Dismiss Notice
Join Physics Forums Today!
The friendliest, high quality science and math community on the planet! Everyone who loves science is here!

Can we prepare mixed states?

  1. Mar 15, 2014 #1

    naima

    User Avatar
    Gold Member

    As mixed states and density matrices are the generalization of pure states, i wondered if it was possible to prepare a given mixed state. I know that decoherence give mixed states. Are there other ways to get them?
    measurements on pure states always give pure states (POVM also). So how?
     
  2. jcsd
  3. Mar 15, 2014 #2
    Sure. To get the mixed state density matrix ##\rho = a |\psi\rangle\langle\psi| + b |\phi\rangle\langle\phi|##, prepare ##|\psi\rangle## with probability ##a## and ##|\phi\rangle## with probability ##b##, but don't look to see which one you prepared.
     
  4. Mar 15, 2014 #3
    I doubt his question was on the form of a mixed state density matrix.
     
  5. Mar 15, 2014 #4

    stevendaryl

    User Avatar
    Staff Emeritus
    Science Advisor

    A mixed state is a mixture of classical probability (which reflects ignorance about the true state) and quantum probability (which is involved even when you know for certain what the state is). The interesting thing about mixed states is that there is no unambiguous way to tease apart the two sources of probability.

    As The_Duck says, you can interpret a mixed state, described by a density matrix [itex]\rho[/itex] as arising from these two kinds of probability:

    [itex]\rho = \sum_j P_j |\Psi_j \rangle \langle \Psi_j |[/itex]

    This is the mixed state from choosing the pure state [itex]\Psi_j[/itex] with probability [itex]P_j[/itex]. But given [itex]\rho[/itex], there is no unique way to find the [itex]P_j[/itex] and the [itex]\Psi_j[/itex]
     
  6. Mar 15, 2014 #5

    WannabeNewton

    User Avatar
    Science Advisor

    Doesn't matter. The_Duck's response highlighted the fact that preparation of a mixed state involves classical probabilities (ignorance about the state of the system) arising from convex combinations of pure states, which is the main idea behind such a preparation. If you dislike the abstract example then just apply it verbatim to a Stern-Gerlach experiment.
     
  7. Mar 15, 2014 #6

    atyy

    User Avatar
    Science Advisor

    In the sense that decoherence gives mixed states, preparing any pure state of a system consisting of subsystems will give a mixed state, provided you make a measurement on the subsystem. This is an improper mixed state.

    In contrast, the answer that The Duck gave you is on how to prepare a proper mixed state.
     
  8. Mar 15, 2014 #7
    What I meant was that the OP probably understood the theory provided.
     
  9. Mar 15, 2014 #8

    naima

    User Avatar
    Gold Member

    I am looking for a setup that will give mixed states.

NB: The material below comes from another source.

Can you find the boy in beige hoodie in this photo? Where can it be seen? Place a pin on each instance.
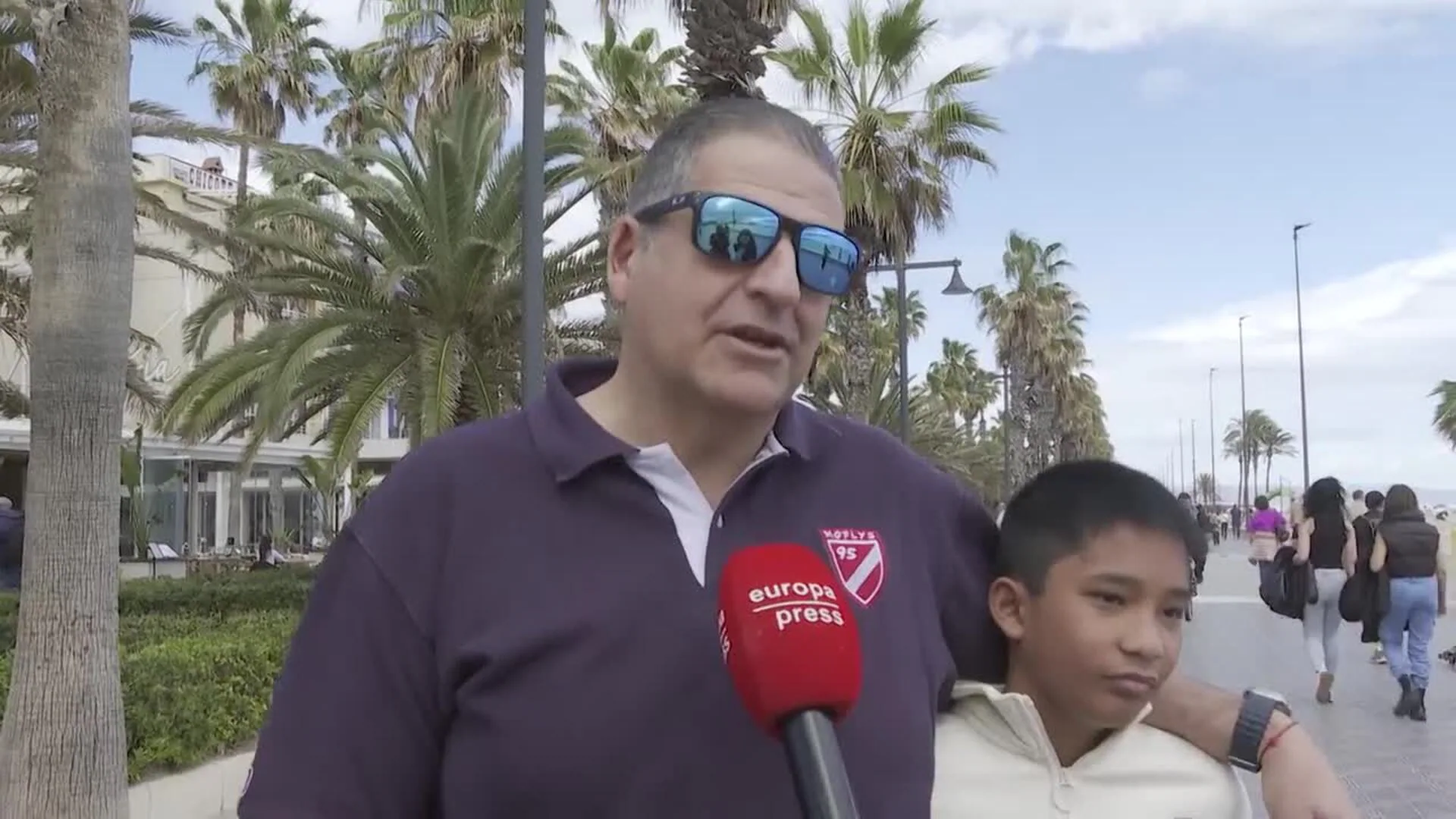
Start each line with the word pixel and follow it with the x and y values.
pixel 1092 592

Without a computer with random choice.
     
  10. Mar 15, 2014 #9

    atyy

    User Avatar
    Science Advisor

    Make a measurement on a known pure state, but don't look at the answer.
     
  11. Mar 15, 2014 #10

    stevendaryl

    User Avatar
    Staff Emeritus
    Science Advisor

    Proper mixed states are reflections of ignorance about the true state of the system. So you don't have to do anything special to get a proper mixed state. The mixed state is the way you describe the situation; it's not inherent in the situation.

    If you create an electron and have no idea what its spin is, then you would describe it as the mixed state that is mixture of spin-up and spin-down (along any axis you like--you get the same density matrix, regardless of which axis you choose).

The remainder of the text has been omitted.